Bobby Fischer 1943- 2008

He inspired me, as he did thousands of other kids, with his legendary chess skills, and his world championship win over Boris Spassky at one of the many depths of the Cold War:

Mr. Fischer was the most powerful American player in history, and the most enigmatic. After scaling the heights of fame, he all but dropped out of chess, losing money and friends and living under self-imposed exile in Budapest, Japan, possibly in the Philippines and Switzerland, and finally in Iceland, moving there in 2005 and becoming a citizen.

More on Fischer vs. Spassky in 1972, and its rematch twenty years later:

In 1992, he came out of a long seclusion for a $5 million rematch against his old nemesis, the Russian-born grandmaster Boris Spassky.
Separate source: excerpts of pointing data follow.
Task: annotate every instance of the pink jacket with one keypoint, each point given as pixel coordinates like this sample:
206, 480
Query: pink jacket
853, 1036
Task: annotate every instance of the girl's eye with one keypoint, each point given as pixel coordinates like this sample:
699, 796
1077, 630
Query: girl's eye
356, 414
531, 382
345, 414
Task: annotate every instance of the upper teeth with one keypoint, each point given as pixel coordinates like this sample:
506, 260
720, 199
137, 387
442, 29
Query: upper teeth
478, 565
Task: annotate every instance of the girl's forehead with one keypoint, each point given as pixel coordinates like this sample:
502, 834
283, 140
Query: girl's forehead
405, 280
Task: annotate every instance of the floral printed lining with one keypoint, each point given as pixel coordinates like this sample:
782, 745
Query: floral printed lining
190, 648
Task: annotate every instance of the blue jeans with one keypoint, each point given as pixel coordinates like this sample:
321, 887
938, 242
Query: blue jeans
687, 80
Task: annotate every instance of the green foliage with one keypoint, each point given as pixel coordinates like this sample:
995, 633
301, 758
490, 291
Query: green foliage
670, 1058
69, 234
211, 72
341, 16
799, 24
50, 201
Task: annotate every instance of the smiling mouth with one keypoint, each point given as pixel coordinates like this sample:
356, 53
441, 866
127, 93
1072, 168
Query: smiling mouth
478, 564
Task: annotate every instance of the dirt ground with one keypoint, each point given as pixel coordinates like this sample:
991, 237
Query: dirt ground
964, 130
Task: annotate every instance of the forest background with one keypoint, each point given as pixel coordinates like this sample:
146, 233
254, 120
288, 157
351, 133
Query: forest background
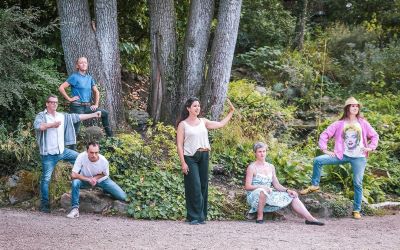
290, 66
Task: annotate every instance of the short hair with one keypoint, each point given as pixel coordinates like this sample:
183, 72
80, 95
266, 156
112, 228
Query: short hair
51, 96
92, 143
259, 145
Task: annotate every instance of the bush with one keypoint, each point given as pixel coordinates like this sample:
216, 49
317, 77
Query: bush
148, 169
21, 76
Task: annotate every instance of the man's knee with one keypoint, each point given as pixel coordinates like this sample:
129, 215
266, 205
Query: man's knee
76, 183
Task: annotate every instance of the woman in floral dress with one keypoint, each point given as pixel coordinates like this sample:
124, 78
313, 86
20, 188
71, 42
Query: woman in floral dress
264, 197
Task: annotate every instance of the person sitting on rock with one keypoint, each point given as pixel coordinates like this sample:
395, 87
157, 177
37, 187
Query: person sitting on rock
91, 170
262, 197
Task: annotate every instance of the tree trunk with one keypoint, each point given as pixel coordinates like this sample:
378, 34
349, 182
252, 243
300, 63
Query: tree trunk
298, 42
163, 98
222, 51
107, 39
195, 51
80, 37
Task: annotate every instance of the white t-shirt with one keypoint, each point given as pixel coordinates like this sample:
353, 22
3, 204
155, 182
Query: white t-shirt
195, 137
89, 169
353, 141
55, 136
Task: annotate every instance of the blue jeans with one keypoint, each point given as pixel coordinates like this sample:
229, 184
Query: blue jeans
49, 162
107, 185
357, 165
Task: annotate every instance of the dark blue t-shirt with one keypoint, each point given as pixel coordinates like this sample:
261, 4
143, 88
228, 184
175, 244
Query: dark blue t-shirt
81, 85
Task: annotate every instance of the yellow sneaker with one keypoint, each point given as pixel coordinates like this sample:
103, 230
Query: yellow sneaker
308, 190
356, 215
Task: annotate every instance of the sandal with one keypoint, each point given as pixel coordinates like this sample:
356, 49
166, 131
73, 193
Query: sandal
316, 223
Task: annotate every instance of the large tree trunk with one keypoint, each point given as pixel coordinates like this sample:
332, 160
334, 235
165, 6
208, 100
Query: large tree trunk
195, 51
80, 37
107, 39
222, 51
163, 98
301, 9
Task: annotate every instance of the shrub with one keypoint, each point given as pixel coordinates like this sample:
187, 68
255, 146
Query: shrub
21, 76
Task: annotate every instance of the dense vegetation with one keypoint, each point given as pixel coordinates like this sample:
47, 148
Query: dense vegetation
284, 97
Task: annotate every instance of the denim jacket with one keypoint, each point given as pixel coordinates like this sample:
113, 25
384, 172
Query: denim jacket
69, 130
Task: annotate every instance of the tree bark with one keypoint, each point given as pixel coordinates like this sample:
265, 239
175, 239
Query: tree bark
107, 39
222, 51
195, 51
163, 98
298, 42
80, 37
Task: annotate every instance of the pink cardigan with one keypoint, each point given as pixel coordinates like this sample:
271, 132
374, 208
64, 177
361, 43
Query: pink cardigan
336, 130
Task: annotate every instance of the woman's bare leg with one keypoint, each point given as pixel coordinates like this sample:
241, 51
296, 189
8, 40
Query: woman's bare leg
300, 209
261, 204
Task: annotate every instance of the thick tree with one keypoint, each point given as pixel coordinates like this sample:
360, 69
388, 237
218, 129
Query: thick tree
222, 51
97, 39
302, 7
207, 80
195, 51
163, 97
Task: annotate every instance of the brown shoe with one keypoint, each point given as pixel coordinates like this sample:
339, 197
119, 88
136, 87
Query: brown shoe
308, 190
356, 215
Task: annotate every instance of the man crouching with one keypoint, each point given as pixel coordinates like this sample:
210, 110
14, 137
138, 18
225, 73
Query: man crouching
91, 170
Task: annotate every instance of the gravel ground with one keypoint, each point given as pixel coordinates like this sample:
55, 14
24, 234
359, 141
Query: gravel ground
34, 230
The match, in Yugoslavia, commemorated the 20th anniversary of the two men’s monumental meeting in Reykjavik and Mr. Fischer’s most glorious triumph.

Mr. Fischer won the rematch handily, but it was a sad reprise of their face-off in the summer of 1972.

In that earlier encounter, Mr. Fischer wrested the world championship from the elegant Mr. Spassky to become the first and, as yet, only American to win the title, one that Soviet-born players had held for more than four decades. It was the cold war fought with chess pieces in an out-of-the-way place.

Mr. Fischer won with such brilliance and dramatic flair that he became an unassailable representative of greatness in the world of competitive games, much as Babe Ruth had been and Michael Jordan would become.

“It was Bobby Fischer who had, single-handedly, made the world recognize that chess on its highest level was as competitive as football, as thrilling as a duel to the death, as aesthetically satisfying as a fine work of art, as intellectually demanding as any form of human activity,” Harold C. Schonberg, who reported on the Reykjavik match for The New York Times, wrote in his 1973 book “Grandmasters of Chess.”

He was ahead of his time in other ways as well ...

Fischer renounced his U.S. citizenship and spent nine months in custody before the dispute was resolved when Iceland — a chess-mad nation of 300,000 — granted him citizenship.

"They talk about the 'axis of evil,'" Fischer said when he arrived in Iceland. "What about the allies of evil ... the United States, England, Japan, Australia? These are the evildoers."

Like his other extravagances, he took it a little too far ...

He praised the Sept. 11 terrorist attacks, saying, "I want to see the U.S. wiped out," and described Jews as "thieving, lying bastards." Fischer's mother was Jewish.

Checkmate, Bobby. You'll be missed by this very average chess player.